Unlocking the Dynamics of Human-AI Collaboration: Lessons from a Multi-Player Collaborative Game Study

Zahra Ashktorab
3 min readSep 20, 2023

--

Man plays board game with robots.
Created via Midjourney

This blog post summarizes the paper “Decision Making Strategies and Team Efficacy in Human-AI Teams” about the impact of decision making styles in human-AI teams. This paper will be presented at the 26th ACM Conference on Computer-Supported Cooperative Work and Social Computing. It will also be published in the journal Proceedings of the ACM (PACM).
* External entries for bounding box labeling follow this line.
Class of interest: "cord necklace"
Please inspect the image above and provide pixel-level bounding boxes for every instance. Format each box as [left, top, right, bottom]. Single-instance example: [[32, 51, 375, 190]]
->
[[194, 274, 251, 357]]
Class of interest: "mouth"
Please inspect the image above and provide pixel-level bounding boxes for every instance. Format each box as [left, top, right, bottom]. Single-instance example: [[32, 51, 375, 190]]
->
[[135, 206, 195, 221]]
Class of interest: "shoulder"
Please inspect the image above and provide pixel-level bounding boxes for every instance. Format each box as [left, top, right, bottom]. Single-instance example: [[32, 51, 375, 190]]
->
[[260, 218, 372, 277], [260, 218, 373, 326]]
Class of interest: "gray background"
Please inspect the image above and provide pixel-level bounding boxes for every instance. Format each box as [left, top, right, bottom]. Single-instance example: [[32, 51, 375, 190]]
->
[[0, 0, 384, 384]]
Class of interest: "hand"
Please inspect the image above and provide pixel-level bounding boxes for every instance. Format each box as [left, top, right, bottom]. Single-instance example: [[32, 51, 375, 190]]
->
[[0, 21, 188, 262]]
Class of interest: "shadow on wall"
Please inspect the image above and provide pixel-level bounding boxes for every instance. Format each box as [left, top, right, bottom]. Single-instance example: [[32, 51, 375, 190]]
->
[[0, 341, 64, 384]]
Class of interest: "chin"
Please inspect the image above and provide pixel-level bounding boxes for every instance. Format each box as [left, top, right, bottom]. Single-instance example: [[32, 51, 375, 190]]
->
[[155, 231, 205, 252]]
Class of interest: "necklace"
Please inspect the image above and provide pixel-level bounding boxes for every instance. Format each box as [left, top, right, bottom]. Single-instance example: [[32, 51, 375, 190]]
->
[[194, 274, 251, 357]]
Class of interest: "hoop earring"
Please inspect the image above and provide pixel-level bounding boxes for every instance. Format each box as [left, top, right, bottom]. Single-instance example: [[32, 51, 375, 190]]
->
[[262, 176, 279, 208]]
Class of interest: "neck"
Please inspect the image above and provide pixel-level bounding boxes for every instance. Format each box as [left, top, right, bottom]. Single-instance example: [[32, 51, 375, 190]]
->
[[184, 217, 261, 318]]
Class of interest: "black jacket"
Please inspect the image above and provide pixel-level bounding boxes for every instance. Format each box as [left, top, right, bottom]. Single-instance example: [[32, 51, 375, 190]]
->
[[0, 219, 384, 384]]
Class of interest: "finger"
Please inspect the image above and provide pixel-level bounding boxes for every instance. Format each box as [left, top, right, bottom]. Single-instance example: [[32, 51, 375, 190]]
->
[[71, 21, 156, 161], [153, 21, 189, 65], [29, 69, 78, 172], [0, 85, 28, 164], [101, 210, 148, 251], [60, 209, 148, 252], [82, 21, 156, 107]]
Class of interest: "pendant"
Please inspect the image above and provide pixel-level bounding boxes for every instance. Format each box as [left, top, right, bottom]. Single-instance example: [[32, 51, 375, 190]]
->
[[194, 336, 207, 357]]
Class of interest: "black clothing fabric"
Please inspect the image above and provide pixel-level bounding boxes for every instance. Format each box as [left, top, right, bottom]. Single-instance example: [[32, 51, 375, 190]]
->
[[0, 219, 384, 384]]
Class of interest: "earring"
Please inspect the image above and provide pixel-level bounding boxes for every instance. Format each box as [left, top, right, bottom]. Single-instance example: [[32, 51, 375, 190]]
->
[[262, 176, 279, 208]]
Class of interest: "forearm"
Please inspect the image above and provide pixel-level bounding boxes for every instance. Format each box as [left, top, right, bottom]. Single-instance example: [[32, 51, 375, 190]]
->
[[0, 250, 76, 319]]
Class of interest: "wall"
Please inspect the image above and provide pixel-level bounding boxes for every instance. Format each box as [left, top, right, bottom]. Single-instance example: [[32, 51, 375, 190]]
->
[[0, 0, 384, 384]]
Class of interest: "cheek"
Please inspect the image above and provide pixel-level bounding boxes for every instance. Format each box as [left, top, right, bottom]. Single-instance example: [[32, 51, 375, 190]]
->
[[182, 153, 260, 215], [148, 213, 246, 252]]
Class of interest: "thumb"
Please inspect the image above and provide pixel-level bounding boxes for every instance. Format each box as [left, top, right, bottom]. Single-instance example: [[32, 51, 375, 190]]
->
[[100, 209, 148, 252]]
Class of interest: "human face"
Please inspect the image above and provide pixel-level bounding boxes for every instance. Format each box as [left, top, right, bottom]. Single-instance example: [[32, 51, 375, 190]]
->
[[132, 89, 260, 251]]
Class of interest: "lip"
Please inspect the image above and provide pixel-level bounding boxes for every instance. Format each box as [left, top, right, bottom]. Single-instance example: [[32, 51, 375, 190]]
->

With the growing discourse about human-AI interaction, it is important to understand user preferences and decision-making patterns. A recent paper titled Decision Making Strategies and Team Efficacy in Human-AI Teams presented at the Conference for Computer-Supported Cooperative Work (#CSCW2023), explores how decision-making styles impact user behavior and perceptions. Through a multi-player collaborative game which allowed for the manipulation of AI decision-making styles and AI identity disclosure, a study was conducted in which recruited participants engaged in the word association game ‘Guess the Word’ and later provided feedback through a survey about their experience with their partners during game play.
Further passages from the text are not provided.